Stop Telling Students Recursion is Hard

[Retric]

You can talk about "divide and conquer" but the most common problem where recursion really helps is looking at tree data structures. As then to consider looking for the total of some value stored in an XML tree.

In an iterative language it's a for loop and then calling the function on each of the children. In a Lisp it's calling it's self on the child and next node.

PS: Showing someone they can transform a recursion function into a while loop if they keep track of their own stack seems to help. Yea, you can write it that way, but recursion really is simpler. (This also helps explain what a stack really is.)

[btilly]

Yes, recursion is a natural way to walk through a recursive data structure, like a tree.
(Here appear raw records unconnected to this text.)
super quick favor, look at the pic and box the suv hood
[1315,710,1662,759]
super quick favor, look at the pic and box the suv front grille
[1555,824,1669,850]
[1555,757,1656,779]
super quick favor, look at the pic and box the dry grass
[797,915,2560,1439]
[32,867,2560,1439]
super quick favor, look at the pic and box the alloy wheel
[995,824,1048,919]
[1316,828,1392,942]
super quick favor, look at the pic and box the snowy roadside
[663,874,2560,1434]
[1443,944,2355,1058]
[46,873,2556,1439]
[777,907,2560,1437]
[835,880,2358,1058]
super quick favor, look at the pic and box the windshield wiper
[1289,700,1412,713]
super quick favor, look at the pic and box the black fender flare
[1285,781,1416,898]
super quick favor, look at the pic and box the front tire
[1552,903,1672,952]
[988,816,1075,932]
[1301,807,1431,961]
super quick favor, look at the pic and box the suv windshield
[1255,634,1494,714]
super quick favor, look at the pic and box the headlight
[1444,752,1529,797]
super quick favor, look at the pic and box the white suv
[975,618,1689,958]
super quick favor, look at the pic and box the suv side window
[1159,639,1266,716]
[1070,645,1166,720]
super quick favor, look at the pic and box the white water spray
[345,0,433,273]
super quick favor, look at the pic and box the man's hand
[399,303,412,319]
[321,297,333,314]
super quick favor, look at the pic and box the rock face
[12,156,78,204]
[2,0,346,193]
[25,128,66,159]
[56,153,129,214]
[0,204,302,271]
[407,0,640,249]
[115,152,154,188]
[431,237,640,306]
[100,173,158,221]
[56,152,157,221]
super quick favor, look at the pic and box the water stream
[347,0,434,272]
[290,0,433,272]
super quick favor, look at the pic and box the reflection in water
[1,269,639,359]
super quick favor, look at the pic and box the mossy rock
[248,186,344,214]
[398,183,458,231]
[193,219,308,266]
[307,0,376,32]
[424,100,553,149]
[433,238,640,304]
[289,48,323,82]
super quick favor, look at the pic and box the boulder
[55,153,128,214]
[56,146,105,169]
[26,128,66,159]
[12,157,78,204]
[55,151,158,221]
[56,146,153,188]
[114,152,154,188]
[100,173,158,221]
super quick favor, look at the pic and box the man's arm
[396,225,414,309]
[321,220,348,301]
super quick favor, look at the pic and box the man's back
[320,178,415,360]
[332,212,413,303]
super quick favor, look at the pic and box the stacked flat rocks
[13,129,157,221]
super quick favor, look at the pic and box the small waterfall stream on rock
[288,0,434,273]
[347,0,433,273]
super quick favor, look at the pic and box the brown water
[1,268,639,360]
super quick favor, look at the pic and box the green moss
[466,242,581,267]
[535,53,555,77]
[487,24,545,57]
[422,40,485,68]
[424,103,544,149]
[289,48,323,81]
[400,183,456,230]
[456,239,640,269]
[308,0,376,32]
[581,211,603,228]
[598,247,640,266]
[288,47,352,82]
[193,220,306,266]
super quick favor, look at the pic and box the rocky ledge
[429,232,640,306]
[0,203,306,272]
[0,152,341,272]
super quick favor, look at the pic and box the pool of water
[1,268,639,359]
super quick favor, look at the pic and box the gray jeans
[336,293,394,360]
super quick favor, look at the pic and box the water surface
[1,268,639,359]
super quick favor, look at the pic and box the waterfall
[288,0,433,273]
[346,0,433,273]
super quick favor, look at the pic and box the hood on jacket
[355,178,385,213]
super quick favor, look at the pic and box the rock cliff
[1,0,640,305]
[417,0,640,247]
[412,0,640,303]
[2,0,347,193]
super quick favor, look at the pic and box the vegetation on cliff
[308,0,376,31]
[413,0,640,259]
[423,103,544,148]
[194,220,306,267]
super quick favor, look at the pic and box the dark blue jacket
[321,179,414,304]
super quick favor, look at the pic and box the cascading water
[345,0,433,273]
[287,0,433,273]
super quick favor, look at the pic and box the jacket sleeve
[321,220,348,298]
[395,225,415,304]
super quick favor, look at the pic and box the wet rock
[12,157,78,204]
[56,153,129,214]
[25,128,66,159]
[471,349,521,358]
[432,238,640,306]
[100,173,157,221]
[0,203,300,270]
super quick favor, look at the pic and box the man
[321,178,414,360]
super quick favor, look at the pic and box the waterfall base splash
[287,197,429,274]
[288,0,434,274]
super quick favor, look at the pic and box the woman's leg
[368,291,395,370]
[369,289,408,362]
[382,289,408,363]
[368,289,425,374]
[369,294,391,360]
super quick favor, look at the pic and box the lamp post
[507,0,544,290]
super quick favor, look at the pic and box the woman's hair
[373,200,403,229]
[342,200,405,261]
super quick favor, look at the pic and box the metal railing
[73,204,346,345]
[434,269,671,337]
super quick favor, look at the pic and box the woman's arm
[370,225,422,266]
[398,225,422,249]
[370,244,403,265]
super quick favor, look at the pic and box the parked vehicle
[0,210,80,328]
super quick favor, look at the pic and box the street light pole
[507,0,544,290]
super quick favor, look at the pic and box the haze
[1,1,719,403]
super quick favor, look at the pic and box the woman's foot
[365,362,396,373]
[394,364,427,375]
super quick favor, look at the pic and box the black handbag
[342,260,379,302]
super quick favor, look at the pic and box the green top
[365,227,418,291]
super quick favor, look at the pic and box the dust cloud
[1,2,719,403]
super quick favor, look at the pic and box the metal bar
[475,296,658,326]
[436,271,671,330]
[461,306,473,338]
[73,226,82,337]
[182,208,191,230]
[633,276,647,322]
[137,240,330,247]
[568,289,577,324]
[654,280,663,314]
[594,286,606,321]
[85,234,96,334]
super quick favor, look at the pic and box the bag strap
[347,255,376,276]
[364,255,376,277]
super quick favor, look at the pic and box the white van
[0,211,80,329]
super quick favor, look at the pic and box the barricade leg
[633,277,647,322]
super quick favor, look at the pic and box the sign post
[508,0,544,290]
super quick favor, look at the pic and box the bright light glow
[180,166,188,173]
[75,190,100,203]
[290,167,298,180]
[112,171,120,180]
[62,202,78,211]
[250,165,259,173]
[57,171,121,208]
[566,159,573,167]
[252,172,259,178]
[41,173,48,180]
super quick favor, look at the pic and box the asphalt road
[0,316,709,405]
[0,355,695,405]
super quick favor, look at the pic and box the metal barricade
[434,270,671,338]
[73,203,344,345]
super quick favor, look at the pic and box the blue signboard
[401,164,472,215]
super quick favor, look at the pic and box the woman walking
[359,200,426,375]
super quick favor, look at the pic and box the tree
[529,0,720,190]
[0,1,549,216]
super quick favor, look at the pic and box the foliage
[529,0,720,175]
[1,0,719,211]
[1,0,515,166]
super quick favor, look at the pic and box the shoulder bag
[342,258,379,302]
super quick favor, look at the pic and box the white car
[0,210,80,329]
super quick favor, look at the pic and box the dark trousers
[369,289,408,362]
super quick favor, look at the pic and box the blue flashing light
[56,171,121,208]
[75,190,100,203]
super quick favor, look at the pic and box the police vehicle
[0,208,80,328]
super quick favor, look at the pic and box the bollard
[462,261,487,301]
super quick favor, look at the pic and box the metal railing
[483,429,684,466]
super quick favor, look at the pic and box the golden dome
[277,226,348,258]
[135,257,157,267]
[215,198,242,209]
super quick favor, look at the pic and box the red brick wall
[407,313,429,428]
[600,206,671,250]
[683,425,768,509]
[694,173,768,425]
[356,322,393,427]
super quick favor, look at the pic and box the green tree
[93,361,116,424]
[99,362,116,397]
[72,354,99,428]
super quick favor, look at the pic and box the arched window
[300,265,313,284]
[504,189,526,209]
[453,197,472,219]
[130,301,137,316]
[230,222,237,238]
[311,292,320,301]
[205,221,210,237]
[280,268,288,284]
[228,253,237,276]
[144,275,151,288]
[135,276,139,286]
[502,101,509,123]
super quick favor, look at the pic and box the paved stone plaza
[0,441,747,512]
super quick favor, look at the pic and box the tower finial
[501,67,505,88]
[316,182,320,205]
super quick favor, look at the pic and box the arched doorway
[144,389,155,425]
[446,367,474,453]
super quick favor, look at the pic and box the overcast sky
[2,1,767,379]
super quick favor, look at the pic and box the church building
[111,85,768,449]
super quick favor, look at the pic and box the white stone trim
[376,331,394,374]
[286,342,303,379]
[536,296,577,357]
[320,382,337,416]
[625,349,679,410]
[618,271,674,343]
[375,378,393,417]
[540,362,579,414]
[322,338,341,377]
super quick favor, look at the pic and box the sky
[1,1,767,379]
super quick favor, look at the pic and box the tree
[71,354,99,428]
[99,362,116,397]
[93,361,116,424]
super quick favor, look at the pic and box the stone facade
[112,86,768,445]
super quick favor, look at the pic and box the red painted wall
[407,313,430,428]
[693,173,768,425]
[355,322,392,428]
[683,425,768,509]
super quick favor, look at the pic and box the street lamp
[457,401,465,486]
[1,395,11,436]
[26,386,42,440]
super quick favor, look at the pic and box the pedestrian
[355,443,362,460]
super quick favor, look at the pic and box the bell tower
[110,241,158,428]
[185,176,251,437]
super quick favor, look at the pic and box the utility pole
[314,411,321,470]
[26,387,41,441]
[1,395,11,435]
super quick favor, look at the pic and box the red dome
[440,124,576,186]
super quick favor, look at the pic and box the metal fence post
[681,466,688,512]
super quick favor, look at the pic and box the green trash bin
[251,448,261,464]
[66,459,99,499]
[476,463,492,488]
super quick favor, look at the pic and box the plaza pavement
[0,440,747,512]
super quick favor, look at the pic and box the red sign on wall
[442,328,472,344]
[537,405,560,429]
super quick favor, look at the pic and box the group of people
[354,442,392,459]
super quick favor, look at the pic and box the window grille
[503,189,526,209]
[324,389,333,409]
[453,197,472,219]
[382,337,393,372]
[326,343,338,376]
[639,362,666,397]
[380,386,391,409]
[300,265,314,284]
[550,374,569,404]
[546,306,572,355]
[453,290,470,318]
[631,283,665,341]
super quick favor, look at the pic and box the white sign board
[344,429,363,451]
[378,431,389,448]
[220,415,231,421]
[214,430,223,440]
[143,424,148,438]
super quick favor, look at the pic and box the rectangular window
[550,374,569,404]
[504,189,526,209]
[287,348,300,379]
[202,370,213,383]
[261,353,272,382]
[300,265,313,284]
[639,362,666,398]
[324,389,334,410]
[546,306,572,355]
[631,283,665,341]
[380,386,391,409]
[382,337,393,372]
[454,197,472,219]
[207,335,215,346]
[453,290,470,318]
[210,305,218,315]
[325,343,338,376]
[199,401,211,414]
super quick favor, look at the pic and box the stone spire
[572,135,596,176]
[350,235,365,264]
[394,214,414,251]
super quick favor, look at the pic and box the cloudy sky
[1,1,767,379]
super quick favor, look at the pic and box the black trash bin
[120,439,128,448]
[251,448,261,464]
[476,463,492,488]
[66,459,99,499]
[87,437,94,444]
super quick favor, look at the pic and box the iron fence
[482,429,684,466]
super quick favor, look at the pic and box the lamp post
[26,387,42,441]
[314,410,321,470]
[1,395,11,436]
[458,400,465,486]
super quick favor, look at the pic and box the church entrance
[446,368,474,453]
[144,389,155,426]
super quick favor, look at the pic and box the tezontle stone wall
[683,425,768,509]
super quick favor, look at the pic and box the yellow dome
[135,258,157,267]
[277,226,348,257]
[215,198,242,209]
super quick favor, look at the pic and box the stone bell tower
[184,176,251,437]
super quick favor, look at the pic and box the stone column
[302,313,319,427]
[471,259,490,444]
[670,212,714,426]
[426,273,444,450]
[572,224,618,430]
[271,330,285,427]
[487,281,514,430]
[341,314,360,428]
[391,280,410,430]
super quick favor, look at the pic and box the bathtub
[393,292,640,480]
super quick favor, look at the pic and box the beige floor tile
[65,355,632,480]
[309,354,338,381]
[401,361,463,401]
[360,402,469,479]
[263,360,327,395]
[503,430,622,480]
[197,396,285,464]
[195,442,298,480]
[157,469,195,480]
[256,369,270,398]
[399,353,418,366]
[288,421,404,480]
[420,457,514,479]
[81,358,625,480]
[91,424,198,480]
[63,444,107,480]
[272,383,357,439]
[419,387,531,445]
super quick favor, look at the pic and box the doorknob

However if you only know how to reach for recursion, you're completely hosed the second you need a breadth-first search instead. (I've watched candidates completely collapse when faced with that problem.)

[infinite8s]

A breadth-first search can be easily handled with recursion (in fact, I'd argue the specification is almost as simple):

  def bfs(search_node, nodes_to_visit):
      node = nodes_to_visit.pop()
      if node == search_node:
          return node
      else:
          nodes_to_visit.extend(node.neighbors)
          return bfs(search_node, nodes_to_visit)
 
  bfs(search_node, [root_node])

[btilly]

If it is so easy, why does your implementation crash if the element is not in the tree? :-P

After you fix that minor bug, you'll find that your code crashes for trees with over 1000 nodes. That is also easy to fix. But in any language without tail recursion, your implementation hits the stack hard. Which in many multi-threaded environments may not be not a wise thing to do.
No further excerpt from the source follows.